La Tancada Salt Fields and Cap de Creus, are blending ecology, natural and cultural memory into harmonious and at the same time very powerful experience. The grounds of Can Framis museum illustrate EMF’s ability to intervene in dense urban fabric. A green, almost forest like ambience in the middle of Barcelona, again with a direct connection to the site’s past and ecological measures for cooling down the site with dense planting.
With Les Echasses project Marti Franch is effectively using natural processes to create a lake for a nature like resort. Instead of just creating a lake the landscape is proposed that first creates natural conditions for a lake to take place as a consequence.
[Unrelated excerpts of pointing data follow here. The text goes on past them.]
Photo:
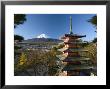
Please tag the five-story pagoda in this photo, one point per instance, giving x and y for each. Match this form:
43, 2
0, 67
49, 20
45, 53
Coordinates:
73, 63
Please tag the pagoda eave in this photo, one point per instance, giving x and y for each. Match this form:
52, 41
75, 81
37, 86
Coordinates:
77, 67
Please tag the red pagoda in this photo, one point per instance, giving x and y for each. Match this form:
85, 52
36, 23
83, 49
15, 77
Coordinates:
71, 60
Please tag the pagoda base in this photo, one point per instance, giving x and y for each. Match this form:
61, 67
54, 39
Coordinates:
73, 73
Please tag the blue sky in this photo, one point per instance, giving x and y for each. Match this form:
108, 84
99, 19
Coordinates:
56, 25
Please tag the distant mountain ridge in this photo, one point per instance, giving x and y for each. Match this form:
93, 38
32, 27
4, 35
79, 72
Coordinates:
42, 40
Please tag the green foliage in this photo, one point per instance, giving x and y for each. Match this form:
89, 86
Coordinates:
93, 21
92, 52
94, 40
19, 19
22, 59
18, 37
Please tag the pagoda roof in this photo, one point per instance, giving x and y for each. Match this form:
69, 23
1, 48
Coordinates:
65, 58
77, 67
72, 49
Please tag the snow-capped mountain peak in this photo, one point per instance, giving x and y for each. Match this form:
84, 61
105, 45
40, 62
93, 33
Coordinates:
42, 36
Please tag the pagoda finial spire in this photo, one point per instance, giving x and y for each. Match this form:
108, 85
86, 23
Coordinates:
71, 25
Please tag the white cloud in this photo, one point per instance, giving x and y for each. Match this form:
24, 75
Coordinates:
42, 36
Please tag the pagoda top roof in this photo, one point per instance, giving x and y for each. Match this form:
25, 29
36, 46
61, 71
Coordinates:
77, 67
66, 58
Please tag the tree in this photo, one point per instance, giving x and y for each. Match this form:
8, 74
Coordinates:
18, 37
19, 19
93, 21
94, 40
EMF is practicing excellent scientific and technical work, but most importantly also proves well manifested paradigm that visiting landscapes must mean a culturally fulfilling experience. In the times when ecosystems are constantly being challenged by the consequences of human activity preservation and restoration of nature are vital for the wellbeing of all species. Marti Franch is aware that promoting subtle change in order to emphasise overwhelming natural forces and features left ‘as they are’ in nature plays a very important role in establishing a bond between the user and the landscape – people and environment.
Felixx is a young office for proactive landscape architecture, founded by Michiel Van Driessche, Deborah Lambert and Marnix Vink. The office designs public spaces, works on urban development plans, engineers landscape transformation strategies, and is involved in spatial research projects.